Evden ilk çıkışı, alışveriş listesiyle olmuştu.İlk parasını, Emir’in okul kıyafetine harcamıştı.İlk yalanını, annesi ağlamasın diye söylemişti.
Ve yıllar geçtikçe, insanlar bir şeyi kabullendi:
Ela halleder.
Ela bakar.
Ela dayanır.
Ama kimse sormadı:
“Ela iyi mi ?
O gün aynaya bakarken, kendini tanıyamadı. Yorgunluk göz kapaklarına değil, ruhuna oturmuştu.
Sanki omuzlarında görünmeyen çuvallar vardı; adı “ben iyiyim” olan. İnsan ne kadar susarsa, o kadar görülmez olurmuş. Ela’yı da kimse görmüyordu artık. Sadece yaptığı işleri, tuttuğu evrakları, taşıdığı yükleri görünüyordu.
Kalbi hâlâ bir yerde çırpınıyordu ama sesini duyuramıyordu.
Son bir yıldır, hayatında biri vardı. Adını anmak bile istemediği bir adam.İlk başta her şey güzel başlamıştı.
Güvenilmişti.
“Bu kez farklı,” demişti Ela.
“Bu kez ben de biraz mutlu olabilirim.”Adam onu sevdiğini söylüyordu. Evlilikten bahsediyordu. Gelecek planlarında “biz” vardı. Ela, bir sabah kardeşlerine kahvaltı hazırlarken, içinden gülümseyerek demişti:
"Bu defa yalnız yürümeyeceğim..." Ama meğer o adam çoktan başka bir yola sapmıştı. Ela'yla konuştuğu günün gecesi, başka bir kadının elini tutmuştu. Ve o meşhur söz yüzüğü, Ela’ya değil, başkasına takılmıştı.
Ela bunu öğrendiğinde, önce elleri titremişti. Sonra içi boşalmış gibi hissetmişti.
Ağlamadı.
Bağırmadı.
Sadece pencerenin önüne geçti.
Ve uzun süre, sadece baktı. O zamanı tekrar hatırladı. Ve istemsizce gozleri doldu. Yine silerdi Ela o gözyaşlarını
Daha önce de kaç defa silmişti. İhanet, insana en çok kendisini sorgulatır.

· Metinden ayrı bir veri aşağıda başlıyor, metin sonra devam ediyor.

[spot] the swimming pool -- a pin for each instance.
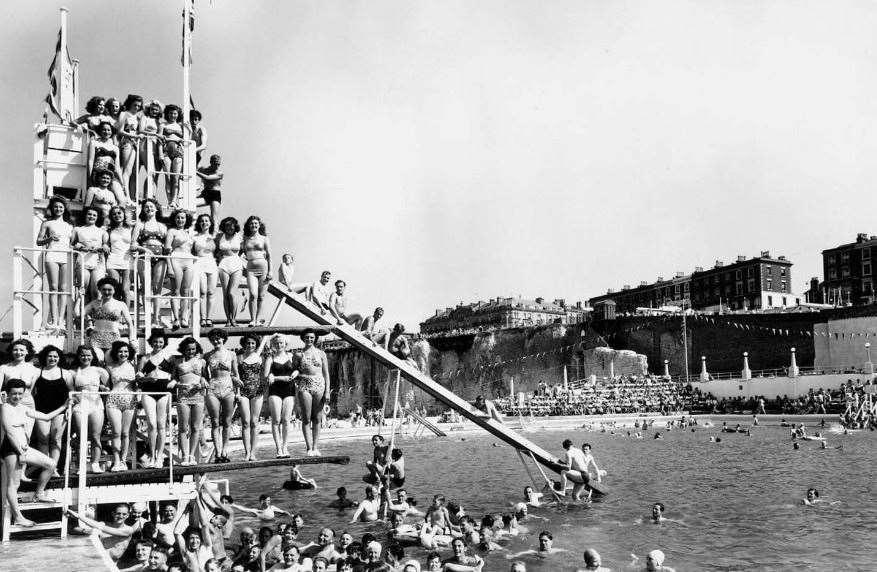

Ela da o gece boyunca aynı soruyu sordu:
“Ben nasıl kandım?”
Oysa güçlüydü. Herkes öyle diyordu. Güçlü kızlar aldatılmaz sanıyordu belki de. Ama gerçek şuydu: En güçlüler, en sessiz kırılanlardı.
Çünkü en çok yalnız kalanlar onlardı. Ela’nın içinde bir şeyler o gece koptu.
İnancı… Kadere değil, insanlara olan.
Sabah olduğunda yine çay koydu. Zeynep’in kahvaltısını hazırladı. Emir’e harçlık verdi.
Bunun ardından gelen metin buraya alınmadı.